Commodity currencies advanced against the dollar in July.  The New Zealand and Australian dollars outperformed the Canadian dollar. The affectionately know loonie has teasingly traded almost exclusively between 1.10 per USD and parity for the past year.  At 1.03, it is near yet so elusively far from that psychologically important level.  Moreover, Canada is very sensitive to what’s happening in the U.S. economy and did not itself experience net growth between March and May.  Sentiment toward the down-under economies, by contrast, benefits from Asia’s decoupled and rapid development.

Grinding upward pressure on the yen poses a threat to Japan, whose economy as noted above has run into some rougher waters.  Japan already had very low interest rates when the financial crisis began, so there was less room to cut interest rates.  As rate spreads narrowed, the yen drew strength.  There is a limit to how far it will rise, even though upward movement has been exceedingly slow and thus orderly.  Given Japan’s highly fluid political situation, it should not be assumed that just because officials have eschewed intervention since March 2004, they will continue to let markets decide the yen’s fate. 

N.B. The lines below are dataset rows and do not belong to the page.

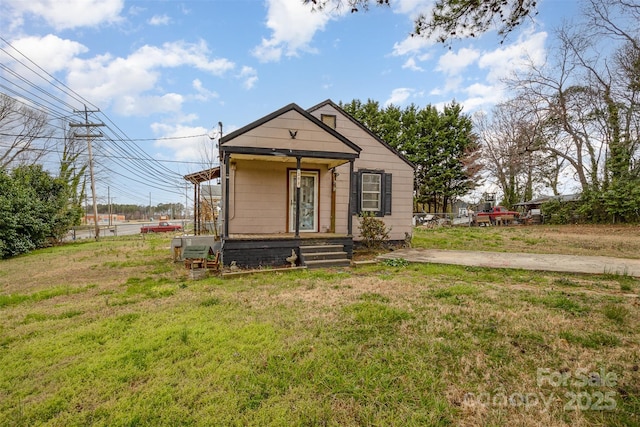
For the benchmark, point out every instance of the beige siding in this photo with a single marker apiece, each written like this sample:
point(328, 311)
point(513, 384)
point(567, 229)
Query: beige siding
point(258, 201)
point(374, 155)
point(275, 134)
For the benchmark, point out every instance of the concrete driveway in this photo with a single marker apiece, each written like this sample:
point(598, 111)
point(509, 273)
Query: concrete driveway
point(540, 262)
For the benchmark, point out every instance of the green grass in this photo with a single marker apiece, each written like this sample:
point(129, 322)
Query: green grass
point(377, 345)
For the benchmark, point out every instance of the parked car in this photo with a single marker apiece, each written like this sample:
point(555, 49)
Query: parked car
point(162, 227)
point(498, 211)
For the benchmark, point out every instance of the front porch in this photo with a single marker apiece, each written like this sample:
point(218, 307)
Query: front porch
point(257, 250)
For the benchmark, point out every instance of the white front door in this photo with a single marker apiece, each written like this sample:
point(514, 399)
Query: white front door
point(308, 201)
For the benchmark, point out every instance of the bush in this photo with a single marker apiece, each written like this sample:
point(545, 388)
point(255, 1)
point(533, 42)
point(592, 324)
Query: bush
point(373, 230)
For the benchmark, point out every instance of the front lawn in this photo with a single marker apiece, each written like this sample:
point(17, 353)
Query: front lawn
point(113, 333)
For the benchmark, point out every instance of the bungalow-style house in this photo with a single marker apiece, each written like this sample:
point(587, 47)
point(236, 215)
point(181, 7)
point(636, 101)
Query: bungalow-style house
point(295, 181)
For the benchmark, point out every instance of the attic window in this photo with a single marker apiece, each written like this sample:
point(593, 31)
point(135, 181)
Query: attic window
point(329, 120)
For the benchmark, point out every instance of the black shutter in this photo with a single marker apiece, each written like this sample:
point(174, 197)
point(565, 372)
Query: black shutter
point(386, 198)
point(355, 194)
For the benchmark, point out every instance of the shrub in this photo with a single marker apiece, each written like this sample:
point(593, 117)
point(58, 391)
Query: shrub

In the table below, average values of EUR/USD, dollar/yen and euro/yen are shown for the entire time since the common European currency was created at the start of 1999, for the first five years of that period and for the subsequent 5 years and 7 months.  The table has several coincidences.  The average value of the euro over the entire period is very close to its starting quote of $1.1720.  The mean euro value since end-2004 is not far from its present level against the dollar, and the average for the initial five years was pretty close to parity.  Not long ago, people were predicting that the euro might hit parity later this year, but those forecasts have been withdrawn.  The most interesting message illustrated in the table is the greater volatility exhibited in the dollar’s relationship to the euro than in its value against the yen.

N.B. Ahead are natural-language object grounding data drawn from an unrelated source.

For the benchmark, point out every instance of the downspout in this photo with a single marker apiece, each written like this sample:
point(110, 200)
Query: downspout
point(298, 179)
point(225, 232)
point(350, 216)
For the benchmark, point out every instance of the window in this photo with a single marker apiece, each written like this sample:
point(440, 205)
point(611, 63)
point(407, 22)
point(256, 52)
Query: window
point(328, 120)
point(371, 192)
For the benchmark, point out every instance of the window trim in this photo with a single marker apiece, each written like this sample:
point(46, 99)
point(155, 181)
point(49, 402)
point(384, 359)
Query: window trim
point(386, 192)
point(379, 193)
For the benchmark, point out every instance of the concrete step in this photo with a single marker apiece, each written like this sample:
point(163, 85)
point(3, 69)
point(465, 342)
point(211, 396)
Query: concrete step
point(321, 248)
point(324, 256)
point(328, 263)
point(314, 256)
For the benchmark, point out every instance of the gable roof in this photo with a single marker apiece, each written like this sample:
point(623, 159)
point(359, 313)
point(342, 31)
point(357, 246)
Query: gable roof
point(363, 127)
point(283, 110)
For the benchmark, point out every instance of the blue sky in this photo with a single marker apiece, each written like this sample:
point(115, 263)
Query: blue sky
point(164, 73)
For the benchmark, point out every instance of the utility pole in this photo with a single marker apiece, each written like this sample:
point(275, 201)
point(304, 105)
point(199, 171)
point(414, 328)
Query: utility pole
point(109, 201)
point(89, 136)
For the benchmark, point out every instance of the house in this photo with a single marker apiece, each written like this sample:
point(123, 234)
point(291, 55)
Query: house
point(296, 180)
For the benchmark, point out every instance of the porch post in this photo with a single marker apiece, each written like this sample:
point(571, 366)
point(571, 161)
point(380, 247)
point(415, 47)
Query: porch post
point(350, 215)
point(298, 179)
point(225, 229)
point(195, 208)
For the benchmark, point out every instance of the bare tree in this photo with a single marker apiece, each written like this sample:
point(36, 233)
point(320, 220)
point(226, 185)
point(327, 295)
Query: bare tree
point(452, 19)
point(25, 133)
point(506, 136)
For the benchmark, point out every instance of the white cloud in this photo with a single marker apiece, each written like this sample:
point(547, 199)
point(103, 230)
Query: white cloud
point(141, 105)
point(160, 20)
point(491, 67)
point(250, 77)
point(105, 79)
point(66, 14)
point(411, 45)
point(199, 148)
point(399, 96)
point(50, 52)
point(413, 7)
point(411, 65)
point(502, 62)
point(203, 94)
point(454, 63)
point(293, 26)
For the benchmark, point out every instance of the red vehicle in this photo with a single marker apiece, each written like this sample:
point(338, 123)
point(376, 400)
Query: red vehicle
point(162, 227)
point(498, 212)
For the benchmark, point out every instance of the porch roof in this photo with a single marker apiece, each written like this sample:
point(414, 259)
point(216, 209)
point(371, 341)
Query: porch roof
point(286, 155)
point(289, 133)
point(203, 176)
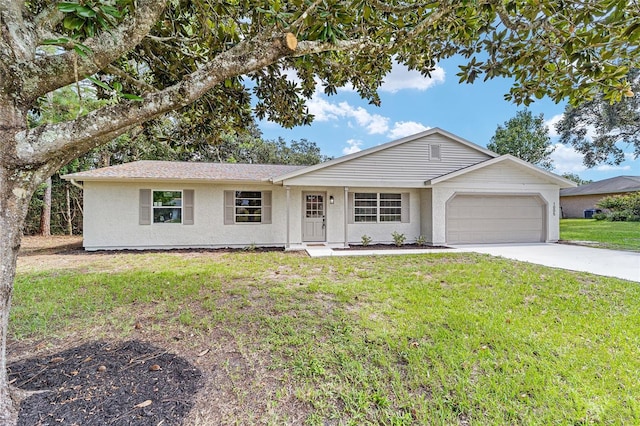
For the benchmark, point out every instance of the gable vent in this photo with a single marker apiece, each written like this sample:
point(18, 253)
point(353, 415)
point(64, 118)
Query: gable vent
point(434, 153)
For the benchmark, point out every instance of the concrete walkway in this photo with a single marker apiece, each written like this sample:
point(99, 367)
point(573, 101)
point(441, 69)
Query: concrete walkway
point(609, 263)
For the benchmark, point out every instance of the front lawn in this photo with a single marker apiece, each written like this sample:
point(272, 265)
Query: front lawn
point(285, 339)
point(604, 234)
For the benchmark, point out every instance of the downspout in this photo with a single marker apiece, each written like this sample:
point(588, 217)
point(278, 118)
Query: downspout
point(346, 216)
point(288, 245)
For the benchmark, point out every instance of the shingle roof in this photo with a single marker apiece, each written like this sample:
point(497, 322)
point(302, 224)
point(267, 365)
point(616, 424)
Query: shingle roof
point(170, 170)
point(607, 186)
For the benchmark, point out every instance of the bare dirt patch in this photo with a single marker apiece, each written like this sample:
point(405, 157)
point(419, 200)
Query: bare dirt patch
point(131, 383)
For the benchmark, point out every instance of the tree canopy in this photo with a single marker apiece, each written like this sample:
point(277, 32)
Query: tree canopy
point(211, 58)
point(526, 137)
point(601, 130)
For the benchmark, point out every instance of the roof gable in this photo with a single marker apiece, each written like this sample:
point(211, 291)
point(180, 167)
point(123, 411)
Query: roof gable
point(183, 171)
point(612, 185)
point(404, 162)
point(511, 162)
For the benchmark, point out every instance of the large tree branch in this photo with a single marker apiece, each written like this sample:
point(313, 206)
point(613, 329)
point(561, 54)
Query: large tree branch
point(61, 142)
point(48, 73)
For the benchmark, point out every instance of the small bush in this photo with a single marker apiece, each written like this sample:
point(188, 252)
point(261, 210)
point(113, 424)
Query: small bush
point(398, 239)
point(600, 216)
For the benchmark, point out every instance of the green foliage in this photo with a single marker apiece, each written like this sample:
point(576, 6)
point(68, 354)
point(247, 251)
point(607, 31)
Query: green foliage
point(600, 129)
point(398, 239)
point(367, 340)
point(575, 178)
point(602, 233)
point(525, 137)
point(622, 208)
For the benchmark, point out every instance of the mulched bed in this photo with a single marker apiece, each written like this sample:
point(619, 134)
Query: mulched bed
point(99, 383)
point(391, 247)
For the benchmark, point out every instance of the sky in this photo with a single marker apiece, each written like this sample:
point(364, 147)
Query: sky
point(345, 123)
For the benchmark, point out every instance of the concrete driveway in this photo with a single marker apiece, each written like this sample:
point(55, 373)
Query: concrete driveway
point(610, 263)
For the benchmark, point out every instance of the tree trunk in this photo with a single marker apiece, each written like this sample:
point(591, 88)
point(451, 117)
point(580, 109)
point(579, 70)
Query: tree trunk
point(15, 193)
point(45, 214)
point(69, 221)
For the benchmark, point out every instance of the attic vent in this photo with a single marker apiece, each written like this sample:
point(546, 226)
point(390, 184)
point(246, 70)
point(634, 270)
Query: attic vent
point(434, 153)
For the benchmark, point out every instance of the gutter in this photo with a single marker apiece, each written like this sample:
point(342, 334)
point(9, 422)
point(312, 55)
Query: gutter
point(75, 183)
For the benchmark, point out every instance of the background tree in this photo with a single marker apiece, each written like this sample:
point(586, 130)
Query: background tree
point(525, 137)
point(575, 178)
point(150, 57)
point(597, 128)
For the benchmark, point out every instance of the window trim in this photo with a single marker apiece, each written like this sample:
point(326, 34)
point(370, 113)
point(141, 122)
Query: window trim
point(378, 207)
point(230, 216)
point(181, 207)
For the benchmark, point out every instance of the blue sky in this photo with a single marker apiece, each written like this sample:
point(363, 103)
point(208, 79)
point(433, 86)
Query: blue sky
point(345, 123)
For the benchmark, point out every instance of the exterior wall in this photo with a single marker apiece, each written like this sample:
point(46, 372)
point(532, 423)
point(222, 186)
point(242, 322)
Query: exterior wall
point(573, 207)
point(403, 165)
point(497, 179)
point(426, 211)
point(381, 232)
point(111, 218)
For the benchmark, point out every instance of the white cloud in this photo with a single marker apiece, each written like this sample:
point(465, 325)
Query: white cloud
point(324, 110)
point(353, 146)
point(551, 124)
point(401, 78)
point(610, 168)
point(406, 128)
point(567, 160)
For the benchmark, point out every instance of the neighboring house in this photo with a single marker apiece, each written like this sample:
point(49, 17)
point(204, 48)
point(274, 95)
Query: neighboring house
point(433, 184)
point(575, 201)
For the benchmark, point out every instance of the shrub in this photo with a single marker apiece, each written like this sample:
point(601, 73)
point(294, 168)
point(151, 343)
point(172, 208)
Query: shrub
point(398, 239)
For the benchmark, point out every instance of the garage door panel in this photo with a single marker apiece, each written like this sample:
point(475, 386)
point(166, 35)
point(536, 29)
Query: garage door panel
point(494, 219)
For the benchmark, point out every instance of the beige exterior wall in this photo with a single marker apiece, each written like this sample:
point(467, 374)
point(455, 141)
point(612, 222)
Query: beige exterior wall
point(111, 218)
point(501, 179)
point(404, 165)
point(573, 207)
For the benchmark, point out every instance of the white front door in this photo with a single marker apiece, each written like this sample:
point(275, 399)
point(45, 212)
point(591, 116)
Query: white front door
point(314, 217)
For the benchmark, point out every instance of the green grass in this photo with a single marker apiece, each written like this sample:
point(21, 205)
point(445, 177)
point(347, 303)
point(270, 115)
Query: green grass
point(612, 235)
point(437, 339)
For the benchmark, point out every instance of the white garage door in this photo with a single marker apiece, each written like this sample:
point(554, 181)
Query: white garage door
point(495, 219)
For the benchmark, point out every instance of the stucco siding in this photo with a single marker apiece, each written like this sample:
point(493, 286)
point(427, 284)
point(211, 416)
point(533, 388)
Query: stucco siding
point(408, 164)
point(111, 219)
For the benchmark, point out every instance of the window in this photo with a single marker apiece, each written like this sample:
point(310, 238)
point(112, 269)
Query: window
point(167, 206)
point(377, 207)
point(248, 206)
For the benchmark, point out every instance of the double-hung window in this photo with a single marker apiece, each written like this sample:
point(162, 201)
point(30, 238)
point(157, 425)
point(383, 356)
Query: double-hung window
point(247, 207)
point(377, 207)
point(167, 206)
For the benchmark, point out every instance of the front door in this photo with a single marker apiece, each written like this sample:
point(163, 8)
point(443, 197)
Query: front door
point(314, 218)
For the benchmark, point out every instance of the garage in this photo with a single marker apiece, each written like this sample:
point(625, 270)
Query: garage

Averages Since 1999 1999-2004 Post-2004
EUR/USD 1.1842 1.0346 1.3444
EUR/JPY 130.38 118.90 142.70
USD/JPY 111.06 115.40 106.40

The Swiss franc advanced more sharply against the dollar between end-May and end-July than either sterling or the euro.  In the franc’s case, unlike Japan’s, intervention is a sporadic reality already rather than a hypothetical possibility.  Swiss officials have been flexible, creating two-side risk with unpredictable and changing tactics and remarks that shift their emphasis.   So long as deflation is kept at bay and insofar as investors expect the Swiss economy to expand faster than the euro area’s expansion rates this year and in 2011, the franc ought to hold its own against other European currencies and perhaps pick up more ground.